Note that this does _not_ apply to all method groups. For example:

byte foo = 0b_1000_0001;
var result1 = PopCount(foo); // = 2
var result2 = PopCount((ulong)foo); // = 2

Implicit upcast is safe here; we get the same answer both ways.

Here's a different example. Once again I have a byte in hand:

byte foo = 0b_1000_0000;
// By convention, shift operators are mod-bitsize, so 15 is exactly equivalent to 15 % 8 == 7
var result = ExtractBit(foo, 15); // == 1
// In other words this is exactly equivalent to calling:
result = ExtractBit(foo, 7); // == 1

Now the parameter changes or whatever, and I now have a byte by happenstance stored in a uint:

uint foo = 0b_1000_0000;
// Here, 15 is exactly equivalent to 15 % 32 == 15
var result = ExtractBit(foo, 15); // == 0

We get a different answer.
Per previous suggestion, we'd need to distinguish these methods too:

uint foo = 0b_1000_0000;
var result1 = ExtractBit8(foo, 15); // May support signed overloads too, so suffix is 8 not UInt8
var result2 = ExtractBit16(foo, 15);
var result3 = ExtractBit32(foo, 15);
var result4 = ExtractBit64(foo, 15);

Considering the question on Big/Little Endian. If we ship this api shape as-is (which is only LE), we are not future proof in consideration of one day deciding to support BE. An alternative to the proposed design is to follow the pattern employed in classes like Encoding where we have an abstract base class that contains (in this case) two singletons, ostensibly named LE and BE:

public abstract class BitOps
{
    public static BitOps BE { get; }
    public static BitOps LE { get; }

    protected BitOps()
    { }
}

Since the number of overloads is so high (explosion due to byte, ushort, uint, ulong as well as Span<T> combinatorials), perhaps we can extend this idea even further:

public abstract class BitOps<T> where T : unmanaged
{
    public static BitOps<byte> ByteBE { get; }
    public static BitOps<ushort> UInt16BE { get; }
    public static BitOps<uint> UInt32BE { get; }
    public static BitOps<ulong> UInt64BE { get; }

    public static BitOps<sbyte> SByteBE { get; }
    public static BitOps<short> Int16BE { get; }
    public static BitOps<int> Int32BE { get; }
    public static BitOps<long> Int64BE { get; }
}

@grant-d : I don't get it. Aren't all of these operating on integers of the appropriate size? Shouldn't those already be in the correct endian?

[Edited]
My concern (perhaps unwarranted, please correct me) is that when inserting an int into, say, a Span<byte> then LE/BE may be an issue?
Also, for functions like LeadingZeros, does BE/LE not affect the algorithm since assumptions about the bit layout are perhaps invalid.

I see it now.
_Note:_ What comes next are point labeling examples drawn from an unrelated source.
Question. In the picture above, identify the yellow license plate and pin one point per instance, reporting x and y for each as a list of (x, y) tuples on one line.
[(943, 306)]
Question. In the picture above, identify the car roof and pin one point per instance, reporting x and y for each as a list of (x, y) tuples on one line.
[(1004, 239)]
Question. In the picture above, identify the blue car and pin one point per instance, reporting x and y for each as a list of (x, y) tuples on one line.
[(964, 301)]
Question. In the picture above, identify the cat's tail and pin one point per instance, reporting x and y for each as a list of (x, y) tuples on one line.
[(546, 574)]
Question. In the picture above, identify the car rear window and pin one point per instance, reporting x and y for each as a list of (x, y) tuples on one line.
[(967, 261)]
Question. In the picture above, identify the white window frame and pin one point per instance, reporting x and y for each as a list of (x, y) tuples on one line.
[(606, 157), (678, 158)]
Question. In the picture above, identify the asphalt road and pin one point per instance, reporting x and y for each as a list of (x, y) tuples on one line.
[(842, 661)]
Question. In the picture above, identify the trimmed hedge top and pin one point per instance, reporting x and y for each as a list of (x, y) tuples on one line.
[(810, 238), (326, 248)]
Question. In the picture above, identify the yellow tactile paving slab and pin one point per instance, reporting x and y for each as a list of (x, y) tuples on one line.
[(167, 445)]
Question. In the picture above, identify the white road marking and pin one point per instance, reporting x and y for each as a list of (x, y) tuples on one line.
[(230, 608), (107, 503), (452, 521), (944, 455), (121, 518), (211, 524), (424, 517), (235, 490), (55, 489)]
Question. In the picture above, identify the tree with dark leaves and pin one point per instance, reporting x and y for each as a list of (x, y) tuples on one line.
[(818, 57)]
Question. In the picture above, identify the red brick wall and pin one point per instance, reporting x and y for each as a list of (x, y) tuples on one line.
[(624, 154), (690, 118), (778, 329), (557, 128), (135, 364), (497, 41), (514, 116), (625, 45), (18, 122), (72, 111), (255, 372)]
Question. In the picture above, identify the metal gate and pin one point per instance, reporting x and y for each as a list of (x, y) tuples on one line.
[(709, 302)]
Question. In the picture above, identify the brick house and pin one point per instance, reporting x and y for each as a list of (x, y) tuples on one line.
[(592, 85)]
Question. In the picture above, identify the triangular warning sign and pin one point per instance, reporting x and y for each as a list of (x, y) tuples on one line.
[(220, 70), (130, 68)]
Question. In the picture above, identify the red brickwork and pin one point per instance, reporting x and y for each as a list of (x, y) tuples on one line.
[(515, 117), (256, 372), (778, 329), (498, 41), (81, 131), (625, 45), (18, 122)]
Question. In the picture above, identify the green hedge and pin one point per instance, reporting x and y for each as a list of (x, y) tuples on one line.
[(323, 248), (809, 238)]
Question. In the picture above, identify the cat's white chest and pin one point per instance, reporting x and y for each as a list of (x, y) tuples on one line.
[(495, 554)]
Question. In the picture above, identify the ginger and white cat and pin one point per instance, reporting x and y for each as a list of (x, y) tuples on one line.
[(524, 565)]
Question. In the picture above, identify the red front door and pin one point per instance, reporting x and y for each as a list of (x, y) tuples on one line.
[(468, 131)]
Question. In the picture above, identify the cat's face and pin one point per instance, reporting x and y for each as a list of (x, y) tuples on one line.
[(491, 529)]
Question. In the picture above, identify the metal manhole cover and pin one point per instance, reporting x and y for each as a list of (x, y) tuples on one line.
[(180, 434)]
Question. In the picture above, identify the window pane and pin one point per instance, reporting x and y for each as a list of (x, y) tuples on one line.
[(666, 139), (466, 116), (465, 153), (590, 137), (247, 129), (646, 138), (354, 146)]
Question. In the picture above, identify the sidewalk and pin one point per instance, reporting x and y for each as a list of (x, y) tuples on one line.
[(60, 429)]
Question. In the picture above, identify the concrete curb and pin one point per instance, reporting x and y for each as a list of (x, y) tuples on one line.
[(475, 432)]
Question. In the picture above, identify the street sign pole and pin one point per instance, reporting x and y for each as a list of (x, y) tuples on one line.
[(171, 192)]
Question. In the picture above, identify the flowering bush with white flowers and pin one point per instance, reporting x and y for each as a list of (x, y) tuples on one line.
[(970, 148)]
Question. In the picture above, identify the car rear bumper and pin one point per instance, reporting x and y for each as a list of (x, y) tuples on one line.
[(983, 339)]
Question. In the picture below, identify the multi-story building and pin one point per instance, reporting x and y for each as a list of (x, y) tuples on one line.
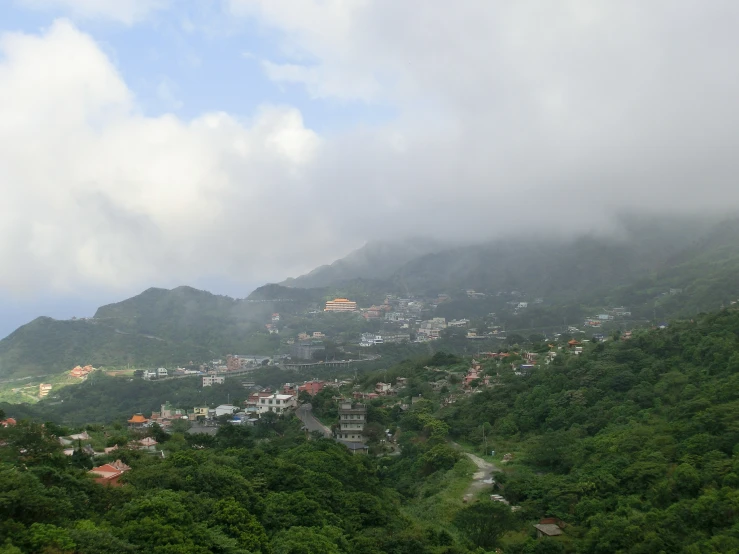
[(341, 305), (277, 403), (209, 380), (352, 418), (305, 350)]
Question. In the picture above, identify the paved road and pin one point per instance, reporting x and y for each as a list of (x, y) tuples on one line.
[(312, 424)]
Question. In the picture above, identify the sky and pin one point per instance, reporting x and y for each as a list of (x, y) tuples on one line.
[(229, 143)]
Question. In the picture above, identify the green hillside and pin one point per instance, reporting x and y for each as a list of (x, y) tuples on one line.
[(47, 346), (634, 444), (375, 260)]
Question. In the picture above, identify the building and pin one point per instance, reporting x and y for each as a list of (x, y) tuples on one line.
[(233, 363), (312, 387), (81, 372), (352, 418), (458, 323), (305, 350), (147, 443), (108, 474), (209, 380), (138, 421), (340, 305), (549, 527), (225, 409), (383, 388), (277, 403), (198, 413)]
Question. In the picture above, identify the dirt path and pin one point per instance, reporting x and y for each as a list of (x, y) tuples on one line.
[(484, 473), (311, 422)]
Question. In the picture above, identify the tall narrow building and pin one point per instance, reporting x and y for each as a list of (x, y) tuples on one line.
[(352, 418)]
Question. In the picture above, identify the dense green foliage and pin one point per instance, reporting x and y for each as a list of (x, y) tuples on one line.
[(635, 443), (261, 489)]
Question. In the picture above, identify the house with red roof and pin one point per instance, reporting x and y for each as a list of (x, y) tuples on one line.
[(138, 421), (109, 474)]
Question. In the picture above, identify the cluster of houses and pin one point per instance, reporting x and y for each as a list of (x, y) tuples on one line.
[(71, 443), (608, 315), (81, 372)]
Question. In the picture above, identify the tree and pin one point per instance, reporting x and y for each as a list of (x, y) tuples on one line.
[(484, 522)]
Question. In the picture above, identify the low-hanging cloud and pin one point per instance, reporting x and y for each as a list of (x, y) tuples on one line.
[(122, 11), (551, 117)]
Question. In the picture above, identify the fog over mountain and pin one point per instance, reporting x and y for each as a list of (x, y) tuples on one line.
[(486, 120)]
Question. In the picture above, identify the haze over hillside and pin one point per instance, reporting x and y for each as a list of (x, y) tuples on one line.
[(634, 268)]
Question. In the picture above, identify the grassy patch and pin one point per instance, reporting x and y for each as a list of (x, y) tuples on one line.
[(441, 496)]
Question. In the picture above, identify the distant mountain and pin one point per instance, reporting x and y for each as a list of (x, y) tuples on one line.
[(47, 346), (660, 268), (156, 327), (375, 260)]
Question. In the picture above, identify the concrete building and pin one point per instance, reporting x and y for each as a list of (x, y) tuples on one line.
[(340, 305), (305, 350), (352, 418), (226, 409), (209, 380), (277, 403)]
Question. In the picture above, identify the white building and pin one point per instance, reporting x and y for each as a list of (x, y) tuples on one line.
[(226, 409), (277, 403), (458, 323), (210, 380)]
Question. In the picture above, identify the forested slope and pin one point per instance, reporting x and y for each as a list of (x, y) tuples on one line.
[(635, 443)]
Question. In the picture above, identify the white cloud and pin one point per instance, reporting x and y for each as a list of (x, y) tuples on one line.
[(95, 193), (510, 117), (167, 92), (124, 11)]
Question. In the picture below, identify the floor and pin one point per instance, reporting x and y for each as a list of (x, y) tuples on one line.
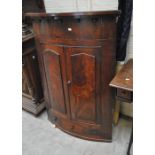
[(40, 138)]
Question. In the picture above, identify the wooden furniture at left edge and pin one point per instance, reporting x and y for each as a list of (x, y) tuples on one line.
[(32, 95)]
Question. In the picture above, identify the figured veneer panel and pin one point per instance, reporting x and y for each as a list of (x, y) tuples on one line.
[(54, 78)]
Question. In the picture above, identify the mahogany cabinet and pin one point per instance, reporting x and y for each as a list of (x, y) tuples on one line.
[(77, 62), (32, 94)]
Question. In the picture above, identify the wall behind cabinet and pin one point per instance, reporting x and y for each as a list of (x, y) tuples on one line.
[(79, 5)]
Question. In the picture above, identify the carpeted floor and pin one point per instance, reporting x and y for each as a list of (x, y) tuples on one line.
[(40, 138)]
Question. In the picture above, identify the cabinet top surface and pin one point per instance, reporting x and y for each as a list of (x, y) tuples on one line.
[(92, 13)]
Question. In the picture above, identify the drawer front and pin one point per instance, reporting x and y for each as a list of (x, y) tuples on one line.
[(124, 95)]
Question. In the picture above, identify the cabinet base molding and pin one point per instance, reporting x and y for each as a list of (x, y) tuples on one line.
[(30, 106), (90, 132)]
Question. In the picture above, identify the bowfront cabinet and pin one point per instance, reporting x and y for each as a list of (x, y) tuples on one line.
[(77, 62)]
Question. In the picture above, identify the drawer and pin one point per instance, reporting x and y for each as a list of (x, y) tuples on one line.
[(124, 95)]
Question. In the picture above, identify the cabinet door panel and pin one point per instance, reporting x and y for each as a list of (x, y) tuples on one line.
[(83, 70), (53, 67)]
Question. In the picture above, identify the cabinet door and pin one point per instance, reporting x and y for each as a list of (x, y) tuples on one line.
[(53, 58), (83, 69)]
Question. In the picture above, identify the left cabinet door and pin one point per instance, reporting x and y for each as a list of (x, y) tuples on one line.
[(54, 64)]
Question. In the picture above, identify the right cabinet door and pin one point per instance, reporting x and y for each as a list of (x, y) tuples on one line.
[(83, 73)]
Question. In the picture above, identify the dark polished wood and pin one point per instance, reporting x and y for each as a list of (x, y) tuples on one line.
[(77, 61), (31, 82)]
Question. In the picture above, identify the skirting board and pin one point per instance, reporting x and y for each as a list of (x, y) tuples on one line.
[(28, 105)]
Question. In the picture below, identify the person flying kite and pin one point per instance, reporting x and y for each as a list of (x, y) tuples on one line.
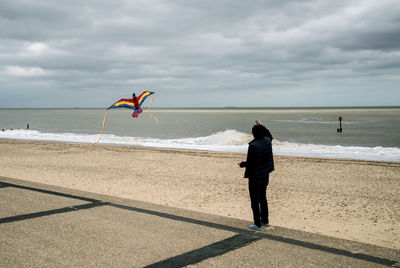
[(135, 104)]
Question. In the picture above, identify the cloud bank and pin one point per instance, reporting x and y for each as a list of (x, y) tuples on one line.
[(200, 53)]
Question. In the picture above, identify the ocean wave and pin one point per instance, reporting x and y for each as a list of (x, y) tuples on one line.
[(315, 121), (225, 141)]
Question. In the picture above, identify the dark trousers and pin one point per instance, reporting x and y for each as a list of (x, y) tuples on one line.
[(258, 198)]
Because the JIT can't inline function calls it can't statically resolve, I think we'd be much better off with

public static BitOps<byte> ByteBE { get; }
public static BitOps<ushort> UInt16BE { get; }
public static BitOps<uint> UInt32BE { get; }
public static BitOps<ulong> UInt64BE { get; }

public static BitOps<sbyte> SByteBE { get; }
public static BitOps<short> Int16BE { get; }
public static BitOps<int> Int32BE { get; }
public static BitOps<long> Int64BE { get; }

and use #if at compile time of .NET Core to pick the correct implementation.

(sorry; I copied the wrong code block; this was intended to be the ExtractInt16, InsertInt16, etc. functions)

I am leaning that way too. Though I am not sure about the #if.
Is there a use-case for being on a LE platform but wanting to do BE operations. Perhaps because it's network format, or transpilation, or ...

Correct; when messing with file formats we want the file format's bit order. Lots of file formats are in BE order now because classically we had htons/l/q to ensure BE order but no functions to ensure LE order.

Almost no operation out there in the framework is Endian aware AFAIK with the exception of a few HostToNetwork usually in networking classes.
Encoding the endianness into the method is unseen on the framework as far as I can remember. (That being said, I wouldn't start now if it would be my decision). IMHO it is the 'implementors' burden to deal with differences in endianess... because as you dont touch the disk or/the network there is really no difference for you. So it is an interoperation thing only.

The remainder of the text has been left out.